| Component | Focus | Example Context |
|---|---|---|
| Input | Data provided | A list of unsorted names |
| Output | Desired result | An alphabetized list |
| Constraint | Limitations | Must complete in under 50ms |
| Goal State | Success criteria | No name is out of order |
Identify Hidden Constraints: In exam scenarios, constraints are often implied rather than stated. For instance, if a problem involves 'real-time' processing, there is an implicit constraint on latency.
Verify Input/Output Compatibility: Always check if the output can logically be derived from the provided input. If the input is 'Age' and the required output is 'Full Name', the problem is poorly defined because the input lacks sufficient information.
Check for Units and Types: A common mistake is ignoring the units of the input (e.g., meters vs. kilometers) or the data type of the output (e.g., integer division vs. floating-point results).

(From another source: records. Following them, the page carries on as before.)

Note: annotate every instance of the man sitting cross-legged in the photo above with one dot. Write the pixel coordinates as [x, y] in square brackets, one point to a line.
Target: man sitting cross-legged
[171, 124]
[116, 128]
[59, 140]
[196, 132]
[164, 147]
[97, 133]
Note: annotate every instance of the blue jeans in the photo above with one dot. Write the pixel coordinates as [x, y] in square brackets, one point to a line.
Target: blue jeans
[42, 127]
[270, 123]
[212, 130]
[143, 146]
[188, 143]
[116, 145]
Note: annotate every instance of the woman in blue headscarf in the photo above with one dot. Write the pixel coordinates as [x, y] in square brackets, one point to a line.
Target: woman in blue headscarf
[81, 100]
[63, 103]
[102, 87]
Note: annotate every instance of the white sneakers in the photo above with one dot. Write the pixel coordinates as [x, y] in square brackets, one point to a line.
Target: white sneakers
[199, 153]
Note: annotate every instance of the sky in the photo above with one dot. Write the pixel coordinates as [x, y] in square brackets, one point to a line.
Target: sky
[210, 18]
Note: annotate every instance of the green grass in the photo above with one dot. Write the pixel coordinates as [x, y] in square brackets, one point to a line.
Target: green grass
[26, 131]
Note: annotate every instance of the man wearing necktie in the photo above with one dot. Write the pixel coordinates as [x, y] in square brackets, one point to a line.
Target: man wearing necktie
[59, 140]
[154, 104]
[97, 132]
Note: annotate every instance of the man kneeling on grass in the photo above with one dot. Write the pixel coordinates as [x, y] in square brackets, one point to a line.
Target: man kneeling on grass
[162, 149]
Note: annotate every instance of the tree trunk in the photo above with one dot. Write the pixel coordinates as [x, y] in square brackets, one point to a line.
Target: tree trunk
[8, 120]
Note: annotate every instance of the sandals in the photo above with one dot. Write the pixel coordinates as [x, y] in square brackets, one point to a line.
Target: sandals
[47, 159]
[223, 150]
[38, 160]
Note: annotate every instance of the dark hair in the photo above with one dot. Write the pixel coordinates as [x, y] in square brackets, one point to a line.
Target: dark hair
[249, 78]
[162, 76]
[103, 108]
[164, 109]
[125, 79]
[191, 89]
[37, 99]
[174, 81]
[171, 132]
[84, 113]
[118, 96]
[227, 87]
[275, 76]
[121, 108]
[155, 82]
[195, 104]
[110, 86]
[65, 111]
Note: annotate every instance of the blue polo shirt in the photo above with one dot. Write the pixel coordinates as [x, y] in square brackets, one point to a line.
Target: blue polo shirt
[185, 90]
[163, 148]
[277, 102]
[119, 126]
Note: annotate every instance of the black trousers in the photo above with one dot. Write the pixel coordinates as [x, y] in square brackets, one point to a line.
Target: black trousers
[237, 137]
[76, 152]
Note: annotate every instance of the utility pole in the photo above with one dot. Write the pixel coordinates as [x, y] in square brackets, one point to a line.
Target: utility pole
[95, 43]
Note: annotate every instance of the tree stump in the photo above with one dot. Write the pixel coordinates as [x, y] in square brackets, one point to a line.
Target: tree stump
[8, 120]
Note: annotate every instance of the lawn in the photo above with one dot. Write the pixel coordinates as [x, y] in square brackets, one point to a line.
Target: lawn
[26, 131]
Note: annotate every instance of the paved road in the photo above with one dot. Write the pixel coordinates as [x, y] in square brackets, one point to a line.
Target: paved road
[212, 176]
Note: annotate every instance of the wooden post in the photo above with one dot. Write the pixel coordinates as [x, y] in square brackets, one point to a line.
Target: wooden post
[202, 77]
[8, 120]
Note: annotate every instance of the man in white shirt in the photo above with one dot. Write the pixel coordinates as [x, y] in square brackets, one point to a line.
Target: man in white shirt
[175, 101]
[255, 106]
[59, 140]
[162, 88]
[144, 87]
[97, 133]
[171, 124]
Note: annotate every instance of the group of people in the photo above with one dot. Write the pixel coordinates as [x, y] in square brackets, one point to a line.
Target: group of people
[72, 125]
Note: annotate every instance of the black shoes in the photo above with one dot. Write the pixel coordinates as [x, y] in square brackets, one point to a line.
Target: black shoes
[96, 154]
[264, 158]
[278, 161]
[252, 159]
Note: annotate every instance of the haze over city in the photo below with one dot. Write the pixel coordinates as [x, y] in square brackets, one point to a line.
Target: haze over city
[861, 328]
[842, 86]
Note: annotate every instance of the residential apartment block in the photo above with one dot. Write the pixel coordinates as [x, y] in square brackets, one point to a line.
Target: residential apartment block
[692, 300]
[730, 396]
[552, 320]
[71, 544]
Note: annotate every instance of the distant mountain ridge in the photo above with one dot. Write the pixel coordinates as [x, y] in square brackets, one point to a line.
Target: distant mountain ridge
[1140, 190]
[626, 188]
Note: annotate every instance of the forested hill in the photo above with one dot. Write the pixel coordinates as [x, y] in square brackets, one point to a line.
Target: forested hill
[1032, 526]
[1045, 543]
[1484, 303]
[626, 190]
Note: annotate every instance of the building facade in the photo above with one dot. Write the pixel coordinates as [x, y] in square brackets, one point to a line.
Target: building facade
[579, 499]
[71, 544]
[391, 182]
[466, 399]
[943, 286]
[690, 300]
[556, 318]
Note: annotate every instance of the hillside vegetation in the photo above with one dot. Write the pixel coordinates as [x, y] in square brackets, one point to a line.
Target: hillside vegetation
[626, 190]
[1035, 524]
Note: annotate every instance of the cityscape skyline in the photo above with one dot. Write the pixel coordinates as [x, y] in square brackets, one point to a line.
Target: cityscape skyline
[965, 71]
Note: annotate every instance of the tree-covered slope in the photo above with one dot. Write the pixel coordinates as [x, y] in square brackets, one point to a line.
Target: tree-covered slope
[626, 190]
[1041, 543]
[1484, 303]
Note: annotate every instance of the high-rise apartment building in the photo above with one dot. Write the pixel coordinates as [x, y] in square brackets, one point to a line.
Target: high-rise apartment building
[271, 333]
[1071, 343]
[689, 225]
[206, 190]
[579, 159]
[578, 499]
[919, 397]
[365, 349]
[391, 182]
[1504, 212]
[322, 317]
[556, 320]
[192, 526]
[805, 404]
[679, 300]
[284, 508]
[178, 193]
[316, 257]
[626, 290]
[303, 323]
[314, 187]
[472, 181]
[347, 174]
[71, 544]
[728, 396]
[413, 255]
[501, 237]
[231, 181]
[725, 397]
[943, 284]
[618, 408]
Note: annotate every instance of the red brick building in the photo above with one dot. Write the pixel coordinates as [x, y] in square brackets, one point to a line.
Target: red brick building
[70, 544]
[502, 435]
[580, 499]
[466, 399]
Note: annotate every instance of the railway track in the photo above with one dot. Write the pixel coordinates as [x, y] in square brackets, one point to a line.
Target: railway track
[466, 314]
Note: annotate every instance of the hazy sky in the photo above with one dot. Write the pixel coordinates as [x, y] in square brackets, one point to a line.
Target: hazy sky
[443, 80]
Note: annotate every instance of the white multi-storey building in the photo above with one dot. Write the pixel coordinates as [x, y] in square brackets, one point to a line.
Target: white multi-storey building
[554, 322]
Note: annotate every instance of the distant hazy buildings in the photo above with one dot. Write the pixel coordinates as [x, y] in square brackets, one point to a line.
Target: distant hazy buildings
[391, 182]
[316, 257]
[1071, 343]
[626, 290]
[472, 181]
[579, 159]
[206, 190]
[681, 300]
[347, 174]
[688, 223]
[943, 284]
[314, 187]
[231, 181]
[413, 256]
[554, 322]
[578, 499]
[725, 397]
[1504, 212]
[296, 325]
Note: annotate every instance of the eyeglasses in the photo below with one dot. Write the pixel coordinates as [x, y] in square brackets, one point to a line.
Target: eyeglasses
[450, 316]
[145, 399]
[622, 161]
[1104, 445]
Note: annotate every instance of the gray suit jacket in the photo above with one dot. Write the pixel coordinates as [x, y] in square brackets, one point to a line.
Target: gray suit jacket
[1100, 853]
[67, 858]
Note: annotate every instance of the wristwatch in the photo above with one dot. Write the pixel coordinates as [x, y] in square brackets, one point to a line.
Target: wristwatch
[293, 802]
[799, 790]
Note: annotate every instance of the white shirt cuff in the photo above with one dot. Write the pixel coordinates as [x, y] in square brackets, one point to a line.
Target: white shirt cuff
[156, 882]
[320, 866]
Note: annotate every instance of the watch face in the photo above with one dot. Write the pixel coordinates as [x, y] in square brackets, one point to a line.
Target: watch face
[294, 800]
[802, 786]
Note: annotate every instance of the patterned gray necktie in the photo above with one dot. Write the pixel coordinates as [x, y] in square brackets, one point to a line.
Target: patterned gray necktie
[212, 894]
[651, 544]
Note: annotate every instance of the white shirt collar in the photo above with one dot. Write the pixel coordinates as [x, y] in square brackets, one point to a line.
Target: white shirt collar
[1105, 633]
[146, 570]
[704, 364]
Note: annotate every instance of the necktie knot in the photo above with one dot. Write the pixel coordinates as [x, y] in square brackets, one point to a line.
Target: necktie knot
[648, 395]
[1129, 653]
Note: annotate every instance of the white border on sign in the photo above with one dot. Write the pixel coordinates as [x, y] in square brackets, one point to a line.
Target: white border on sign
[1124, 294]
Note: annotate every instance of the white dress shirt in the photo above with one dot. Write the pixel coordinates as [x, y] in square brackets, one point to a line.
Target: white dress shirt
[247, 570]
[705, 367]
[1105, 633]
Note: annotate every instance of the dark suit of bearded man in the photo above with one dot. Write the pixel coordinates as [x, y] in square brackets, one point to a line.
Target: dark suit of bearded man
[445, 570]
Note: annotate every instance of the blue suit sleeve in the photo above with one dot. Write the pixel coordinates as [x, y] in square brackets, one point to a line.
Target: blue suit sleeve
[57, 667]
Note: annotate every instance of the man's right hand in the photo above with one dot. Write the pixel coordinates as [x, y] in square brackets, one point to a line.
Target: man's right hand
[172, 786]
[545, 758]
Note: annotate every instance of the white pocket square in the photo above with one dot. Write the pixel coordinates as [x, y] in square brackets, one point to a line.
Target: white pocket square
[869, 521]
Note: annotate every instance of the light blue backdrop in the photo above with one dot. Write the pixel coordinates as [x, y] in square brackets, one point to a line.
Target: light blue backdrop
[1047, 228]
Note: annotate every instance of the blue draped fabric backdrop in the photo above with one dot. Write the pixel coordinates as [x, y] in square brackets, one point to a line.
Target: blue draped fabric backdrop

Sanity Check: Before finalizing a problem definition, ask: 'If I gave this description to a computer, would it have enough information to reach the goal without making assumptions?'
Confusing Constraints with Steps: A constraint is a rule (e.g., 'use less than 1GB RAM'), whereas a step is an action (e.g., 'sort the list'). Students often list algorithmic steps as constraints.
Vague Output Definitions: Simply stating 'the answer' is insufficient. A proper output component defines the structure, such as 'a boolean value where True indicates the presence of a duplicate'.
Ignoring the Initial State: Failing to define the starting conditions of the data can lead to algorithms that fail when the data is already partially processed or in an unusual format.